Thank you for your replies! I must be repeating countless discussions about consciousness that already happened on this forum. I don't intend to keep this going for much longer. Maybe it'll be my post on this topic.
Could we reword the claim "consciousness is an illusion" as "consciousness is created by neural activity in the brain"? This should address the questions about how the consciousness is borne. Let's say we make this claim because we can see the correlation between neural activities and consciousness: no activity means no consciousness, and altered activities correlate with altered states of consciousness.
In saying the above, we're also saying that nothing other than neural activity in the brain gives birth to consciousness.

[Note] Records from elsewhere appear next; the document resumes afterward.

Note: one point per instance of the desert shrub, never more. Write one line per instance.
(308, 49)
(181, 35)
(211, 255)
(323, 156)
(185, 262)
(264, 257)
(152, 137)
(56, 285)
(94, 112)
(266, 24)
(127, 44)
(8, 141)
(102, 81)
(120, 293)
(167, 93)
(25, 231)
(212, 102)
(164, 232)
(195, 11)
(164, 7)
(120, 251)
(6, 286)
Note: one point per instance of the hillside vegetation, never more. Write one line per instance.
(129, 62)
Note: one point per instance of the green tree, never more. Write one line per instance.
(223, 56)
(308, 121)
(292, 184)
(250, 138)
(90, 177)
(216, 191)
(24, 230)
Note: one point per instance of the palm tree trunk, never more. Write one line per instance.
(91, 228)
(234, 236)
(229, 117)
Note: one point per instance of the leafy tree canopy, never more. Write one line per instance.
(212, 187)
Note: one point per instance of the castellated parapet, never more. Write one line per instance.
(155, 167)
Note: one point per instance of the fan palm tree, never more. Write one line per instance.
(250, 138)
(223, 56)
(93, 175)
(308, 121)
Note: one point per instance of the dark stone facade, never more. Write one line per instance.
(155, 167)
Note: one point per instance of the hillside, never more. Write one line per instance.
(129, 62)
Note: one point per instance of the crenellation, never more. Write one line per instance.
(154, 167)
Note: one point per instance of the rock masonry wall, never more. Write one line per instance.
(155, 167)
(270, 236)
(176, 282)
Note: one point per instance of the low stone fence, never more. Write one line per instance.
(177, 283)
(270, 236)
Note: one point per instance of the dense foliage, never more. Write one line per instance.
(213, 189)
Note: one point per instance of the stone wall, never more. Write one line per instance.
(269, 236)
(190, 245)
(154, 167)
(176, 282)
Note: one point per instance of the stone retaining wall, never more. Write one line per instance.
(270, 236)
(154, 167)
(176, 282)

If we ask a conscious individual about how they perceive their consciousness, they are likely to say that consciousness just exists unconditionally (like god). We don't perceive consciousness as the firing of billions of neurons.

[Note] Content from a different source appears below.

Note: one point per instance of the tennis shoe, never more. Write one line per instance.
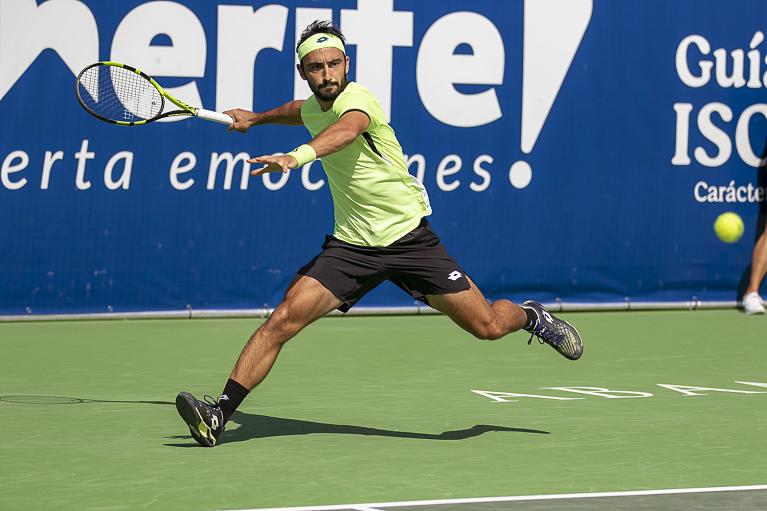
(557, 333)
(204, 418)
(752, 303)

In other words, the inner workings of consciousness don't seem to accurately represent the physical reality that gives birth to consciousness (neural activity in the brain). This crease a basis for us to suggest that "consciousness is an illusion" (i.e. a deceived appearance), meaning that the way we perceive consciousness does not accurately represent the physical reality of how the consciousness is being borne.
I hope you can follow my train of thoughts, even if you already see some flaws in it. With everything above considered, when you say that "consciousness is an illusion" is necessarily wrong, I perceive it is as a claim that consciousness is
not the result of neural activity in the brain. This means that consciousness exists unconditionally. I can see some merit in that, but I'm also not fully satisfied by it. I can see it as a form of Curry's paradox: "If consciousness exists, it exists unconditionally", which means that "consciousness exists unconditionally".
I can agree that the statement "consciousness is an illusion" is somewhat paradoxical, but I don't think that denying the statement straight away is a fair way to end a discussion on this topic. I think a better way is to offer a more elaborate and less contradictory way to think about consciousness.